Specialist mortgage lender Pepper Money has launched its new product for Houses of Multiple Occupation. 

It will enable limited companies and landlords with at least 12 months of homeownership experience to mortgage or remortgage on new and existing HMO houses of up to six bedrooms, provided the property is appropriately licensed at the time of completion.

Pepper says it’s responding to a gap in the specialist lending market for landlords looking to expand and diversify their portfolios. The HMO product will therefore be available on portfolios of up to 10 properties, with rates starting at 5.19%, and a maximum Loan-to-Value of 75%, on properties with a current Energy Performance Certificate rating of A-C.

Affordability assessments will be based on rental income receivable from the property, without the need to provide personal or business bank statements as proof of income. Multiple sources of funds are also accepted to pay deposits, including gifts, director loans, and existing equity. Credit scores aren’t used as part of the assessment of applications.

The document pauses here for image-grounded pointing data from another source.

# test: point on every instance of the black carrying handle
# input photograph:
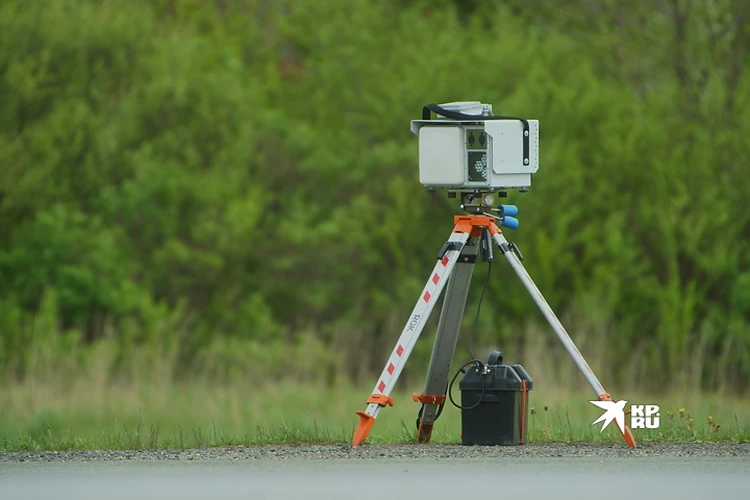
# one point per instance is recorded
(455, 115)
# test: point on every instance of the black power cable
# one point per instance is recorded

Pepper claims to take “a human approach to underwriting” assessing mortgage applications on a range of factors beyond just rental income and credit scoring in order to build a clearer picture. It says this makes Buy to Let mortgages more accessible and flexible for landlords.

Terms are available up to 35 years, and lending is available to age 85.

A spokesperson says: “As a specialist lender providing specialised products, we know that landlords are operating within an increasingly complex regulatory environment and navigating affordability challenges which are affecting their behaviour. 

“While traditional credit checks are valuable, our approach offers a broader view of financial health, promoting responsible lending and renting practices. HMOs play a vital role in the UK’s private rental market, offering an affordable and accessible option in the face of rising rental demand and a growing gap between the amount of supply available. 

Landlords are an essential part of a viable property market, and our latest product offering aims to provide specialist solutions to help landlords remain in the market.”